Remembering Isn’t Enough

Sunday, January 27, was Holocaust Memorial Day, a solemn day filled with memorial services throughout the world. World leaders remembered the genocide that defies description, what Winston Churchill, the master of words, called “a crime with no name,” and avowed that such a tragedy must never be allowed to happen again.

Certainly, such words — condemnations of the past, remembrances of the victims, commemorations of the survivors — are sincere, but they are not enough. The anti-Semitism that ultimately led to Auschwitz, Sobibor, Treblinka and the other horrors of the Holocaust is again becoming more acceptable, more mainstream. Therefore, we need more than words, speeches and memorial days about the Holocaust. World leaders have to make a concerted and vigorous effort to stamp it out wherever the bacteria of anti-Semitism appears, in whatever shape or form it takes.

Like bacteria, anti-Semitism always develops new strains, no matter how absurd and illogical the basis of the hate may be. In medieval times, and in some cases as late as the last century, it was the ludicrous charge of the blood libel that was the pretext for murder and pogroms. When those accusations became even too ridiculous for 20th-century anti-Semites to promulgate, the charge arose that Jews were greedy capitalists — and that they, illogically, were also communists bent on robbing from capitalists.

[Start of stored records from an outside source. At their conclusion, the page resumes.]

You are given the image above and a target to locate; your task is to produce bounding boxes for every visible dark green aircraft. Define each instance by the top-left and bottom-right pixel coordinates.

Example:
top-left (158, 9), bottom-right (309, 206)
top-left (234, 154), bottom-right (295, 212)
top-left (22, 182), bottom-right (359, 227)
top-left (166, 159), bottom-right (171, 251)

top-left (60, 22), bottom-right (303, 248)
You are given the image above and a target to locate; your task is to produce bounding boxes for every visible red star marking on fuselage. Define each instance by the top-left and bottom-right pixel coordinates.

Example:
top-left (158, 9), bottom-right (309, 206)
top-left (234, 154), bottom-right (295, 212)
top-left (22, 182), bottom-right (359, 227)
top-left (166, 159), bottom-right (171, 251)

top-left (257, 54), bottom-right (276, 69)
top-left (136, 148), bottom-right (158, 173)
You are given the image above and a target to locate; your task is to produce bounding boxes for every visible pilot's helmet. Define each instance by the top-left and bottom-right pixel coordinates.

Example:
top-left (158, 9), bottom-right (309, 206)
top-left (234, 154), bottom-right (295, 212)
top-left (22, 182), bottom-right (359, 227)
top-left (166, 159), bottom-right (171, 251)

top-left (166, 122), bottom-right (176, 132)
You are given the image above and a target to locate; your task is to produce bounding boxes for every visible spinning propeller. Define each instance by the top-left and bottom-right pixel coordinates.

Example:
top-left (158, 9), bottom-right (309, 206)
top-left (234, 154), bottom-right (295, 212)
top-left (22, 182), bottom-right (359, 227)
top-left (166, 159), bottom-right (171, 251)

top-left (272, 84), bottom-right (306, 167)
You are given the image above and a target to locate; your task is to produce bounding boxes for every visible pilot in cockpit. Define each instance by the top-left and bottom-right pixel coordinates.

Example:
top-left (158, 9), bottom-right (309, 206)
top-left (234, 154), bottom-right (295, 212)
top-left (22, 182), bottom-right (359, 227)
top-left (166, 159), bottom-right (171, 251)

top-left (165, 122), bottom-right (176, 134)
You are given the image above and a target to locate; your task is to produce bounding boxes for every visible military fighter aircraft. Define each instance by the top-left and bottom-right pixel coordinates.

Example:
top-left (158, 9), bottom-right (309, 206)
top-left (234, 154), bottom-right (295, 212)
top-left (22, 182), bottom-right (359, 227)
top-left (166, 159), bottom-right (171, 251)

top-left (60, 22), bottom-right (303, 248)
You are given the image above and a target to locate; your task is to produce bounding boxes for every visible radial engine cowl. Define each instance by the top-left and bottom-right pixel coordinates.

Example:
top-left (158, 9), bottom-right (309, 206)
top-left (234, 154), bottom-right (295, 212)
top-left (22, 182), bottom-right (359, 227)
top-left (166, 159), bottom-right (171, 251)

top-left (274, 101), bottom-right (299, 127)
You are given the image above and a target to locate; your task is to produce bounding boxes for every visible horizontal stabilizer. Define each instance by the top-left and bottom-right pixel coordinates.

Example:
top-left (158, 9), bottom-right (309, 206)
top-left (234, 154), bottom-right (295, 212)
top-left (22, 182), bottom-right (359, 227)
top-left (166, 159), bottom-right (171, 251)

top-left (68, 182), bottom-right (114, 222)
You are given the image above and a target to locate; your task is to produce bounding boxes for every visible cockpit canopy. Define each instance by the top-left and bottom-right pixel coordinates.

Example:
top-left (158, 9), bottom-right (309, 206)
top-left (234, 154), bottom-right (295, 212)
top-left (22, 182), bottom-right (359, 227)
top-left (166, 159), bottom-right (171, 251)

We witness the same illogic, in a different form, perhaps, today. Holocaust denial has become more and more legitimized. We see it in Europe; we see it in the Muslim world, and even in North America. Despite the thousands of books, the museums, the camps, the testimony of the survivors and even the perpetrators themselves, Holocaust deniers speak at universities and have their books published. The world’s most infamous Holocaust denier, Iran’s President Mahmoud Ahmadinejad, has spoken at Columbia University. Would Columbia have given a forum to a historian who denies that the American Civil War took place? Or would they have allowed the White Supremacist David Duke to speak to students? Of course not. Thanks to schools like Columbia, Holocaust denial has become another legitimate historical perspective.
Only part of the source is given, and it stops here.